Since $\{u,v,w\}$ is a basis for $V$, we know that $V$ is three dimensional. To show that $\{u+v+w, v+w, w\}$ is a basis we have to show that $\{u+v+w, v+w, w\}$ is independent.

Suppose

$a(u+v+w)+b(v+w)+cw=0.$

Then

$(a+b+c)u+(b+c)v+cw=0.$

Since $\{u,v,w\}$ is independent, it follows that $a+b+c=b+c=c=0$. This implies $a=b=c=0$. Therefore $\{u+v+w, v+w, w\}$ is indeed linearly independent.

Problem 13

The problem states that the set of all $(x_1, x_2, x_3)\in\R^3$ that satisfy

$\begin{alignedat}{4} x_1&-2x_2&+x_3 &= 0 \\ 2x_1&-3x_2&+x_3 &= 0 \end{alignedat}$

is a linear subspace of $\R^3$. Solve the equations for $x_1, x_2$ by row reduction:

$\begin{alignedat}{4} x_1&-2x_2&+x_3 &= 0 \\ 2x_1&-3x_2&+x_3 &= 0 \end{alignedat}\implies \begin{alignedat}{4} &x_1&-2x_2&+x_3 &= 0 \\ & & x_2&-x_3 &= 0 \end{alignedat}\implies \begin{alignedat}{4} &x_1& \qquad &-x_3 &= 0 \\ & & x_2&-x_3 &= 0 \end{alignedat}$

We see that the solution set consists of all $\tmat x_1\\x_2\\x_3\trix\in\R^3$ that satisfy $x_1=x_2=x_3$. Hence the solution set is

$\Bigl\{x_3\tmat1\\1\\1\trix \;\big|\; x_3\in\R\Bigr\}.$

Therefore $\Bigl\{\tmat1\\1\\1\trix\Bigr\}$ is a basis for the solution space.

Problem 14

The vector space $W_1$ consists of all $a\in\mathbb{F}^5$ that satisfy $a_1=a_3+a_4$. $W_1$ is a linear subspace of $\mathbb F^5$, so $\dim W_1\leq 5$. We also have $W_1\neq \mathbb{F}^5$, because $e_1=(1, 0,0,0,0)\in\mathbb F^5$, but $e_1\not\in W_1$. Therefore $\dim W_1\leq 4$. The vectors

$\begin{pmatrix} 0\\1 \\0 \\0 \\0 \end{pmatrix},\quad \begin{pmatrix} 1\\0 \\1 \\0 \\0 \end{pmatrix},\quad \begin{pmatrix} 1\\0 \\0 \\1 \\0 \end{pmatrix},\quad \begin{pmatrix} 0\\0 \\0 \\0 \\1 \end{pmatrix},$

all belong to $W_1$ and they are linearly independent. Therefore this is a basis for $W_1$ and $\dim W_1=4$.

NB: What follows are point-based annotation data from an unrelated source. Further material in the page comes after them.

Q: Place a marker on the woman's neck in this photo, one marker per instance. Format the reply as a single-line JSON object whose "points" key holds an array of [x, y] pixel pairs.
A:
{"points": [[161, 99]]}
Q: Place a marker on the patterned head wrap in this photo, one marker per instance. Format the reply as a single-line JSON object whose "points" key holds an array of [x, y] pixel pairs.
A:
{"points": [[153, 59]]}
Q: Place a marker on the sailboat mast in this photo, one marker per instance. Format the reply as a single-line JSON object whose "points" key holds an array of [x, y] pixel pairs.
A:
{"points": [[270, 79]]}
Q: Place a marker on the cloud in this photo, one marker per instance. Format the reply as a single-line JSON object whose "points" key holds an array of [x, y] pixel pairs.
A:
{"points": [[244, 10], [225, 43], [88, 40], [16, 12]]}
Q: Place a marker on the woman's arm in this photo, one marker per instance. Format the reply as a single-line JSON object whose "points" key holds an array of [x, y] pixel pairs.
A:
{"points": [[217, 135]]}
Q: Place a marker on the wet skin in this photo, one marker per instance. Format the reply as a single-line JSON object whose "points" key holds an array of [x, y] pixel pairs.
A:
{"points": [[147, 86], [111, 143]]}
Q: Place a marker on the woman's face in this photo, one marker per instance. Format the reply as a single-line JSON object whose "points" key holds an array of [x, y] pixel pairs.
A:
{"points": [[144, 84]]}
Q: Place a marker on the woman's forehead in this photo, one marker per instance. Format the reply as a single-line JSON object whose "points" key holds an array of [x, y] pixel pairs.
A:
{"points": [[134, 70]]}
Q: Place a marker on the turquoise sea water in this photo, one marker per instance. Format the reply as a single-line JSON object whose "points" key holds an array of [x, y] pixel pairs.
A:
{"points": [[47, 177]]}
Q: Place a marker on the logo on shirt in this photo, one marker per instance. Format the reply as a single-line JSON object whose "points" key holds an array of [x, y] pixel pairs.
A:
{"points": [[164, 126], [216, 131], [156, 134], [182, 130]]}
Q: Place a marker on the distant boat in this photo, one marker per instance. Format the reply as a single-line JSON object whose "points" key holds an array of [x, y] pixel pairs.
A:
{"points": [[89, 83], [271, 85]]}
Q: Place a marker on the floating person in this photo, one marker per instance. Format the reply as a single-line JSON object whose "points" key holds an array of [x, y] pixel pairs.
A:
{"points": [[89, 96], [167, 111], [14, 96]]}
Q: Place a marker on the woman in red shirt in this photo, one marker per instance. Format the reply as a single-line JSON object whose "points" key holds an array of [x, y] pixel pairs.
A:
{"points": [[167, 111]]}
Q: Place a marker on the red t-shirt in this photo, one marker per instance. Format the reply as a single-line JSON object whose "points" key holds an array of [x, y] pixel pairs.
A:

The space $W_2$ consists of all $a\in\mathbb F^5$ with $a_2=a_3=a_4$ and $a_1=-a_5$.
It follows that each $a\in W_2$ is given by

$a = \begin{pmatrix} a_1 \\ a_2 \\ a_2 \\ a_2 \\ -a_1 \end{pmatrix} = a_1 \begin{pmatrix} 1 \\ 0 \\ 0 \\ 0 \\ -1 \end{pmatrix} + a_2 \begin{pmatrix} 0 \\ 1 \\ 1 \\ 1 \\ 0 \end{pmatrix}$

The vectors $\left(\begin{smallmatrix} 1 \\ 0 \\ 0 \\ 0 \\ -1 \end{smallmatrix}\right) , \left(\begin{smallmatrix} 0 \\ 1 \\ 1 \\ 1 \\ 0 \end{smallmatrix}\right)$ are independent, and therefore they are a basis for $W_2$. It follows that $W_2$ is two dimensional.